El régimen fiscal correcto para freelancers
Hay dos opciones principales:
Régimen Simplificado de Confianza (RESICO): Creado en 2022, aplica para personas físicas con ingresos hasta $3.5 millones MXN anuales. Tasa de ISR fija y progresiva desde el 1% hasta el 2.5% sobre ingresos totales (no sobre utilidades). Sin deducción de gastos. Ideal para quienes tienen pocos gastos deducibles.
Actividad Empresarial y Profesional: El régimen anterior al RESICO. Permite deducir gastos relacionados con la actividad. ISR sobre la utilidad (ingresos menos deducciones) con tasas del 1.92% al 35%. Ideal para quien tiene gastos de operación significativos (renta de oficina, equipo, colaboradores).
Cómo facturar
Necesitas RFC activo con e.firma y contraseña del SAT. El CFDI (factura digital) se emite en el portal del SAT (factura.sat.gob.mx) gratuitamente, o a través de Proveedores Autorizados de Certificación como Facturama, Facturapi o Contpaqi que ofrecen mayor facilidad de uso y APIs para integración.
Cómo fijar tus tarifas
El error más común del freelancer es calcular la tarifa dividiendo el sueldo mensual deseado entre horas de trabajo. El cálculo correcto es: Sueldo mensual deseado + impuestos estimados (ISR + IVA si aplica) + gastos de operación + provisión para meses sin trabajo. Para alguien que quiere equivalente a $30,000 netos mensuales trabajando 120 horas facturables, la tarifa hora mínima es aproximadamente $400–$500 MXN.

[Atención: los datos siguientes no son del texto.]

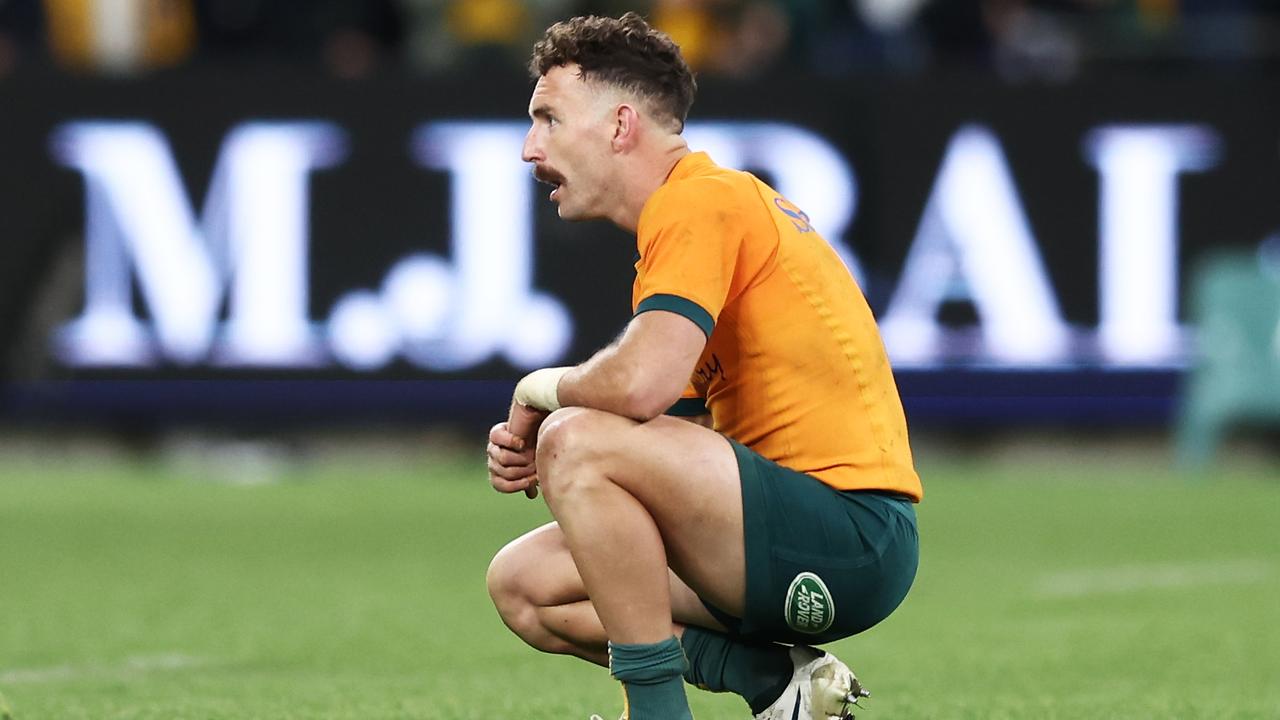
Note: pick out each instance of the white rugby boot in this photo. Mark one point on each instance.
(822, 688)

El IVA del 16% debe sumarse a tus tarifas si tus servicios son gravados por IVA (la mayoría lo son; hay exenciones específicas). El IVA no es tu dinero: es del SAT. Cobrarlo separado y no tocarlo hasta la declaración mensual es crítico para no caer en problemas de flujo de caja fiscal.
Herramientas básicas
Facturación: Facturama o el portal gratuito del SAT. Contratos: DocuSign o Adobe Sign para contratos digitales. Seguimiento de tiempo: Toggl (gratuito). Cobros: CLIP para pagos con tarjeta, transferencia SPEI, o PayPal para clientes internacionales. Contabilidad básica: Contpaqi, CONTRAfirma, o Excel bien mantenido para RESICO.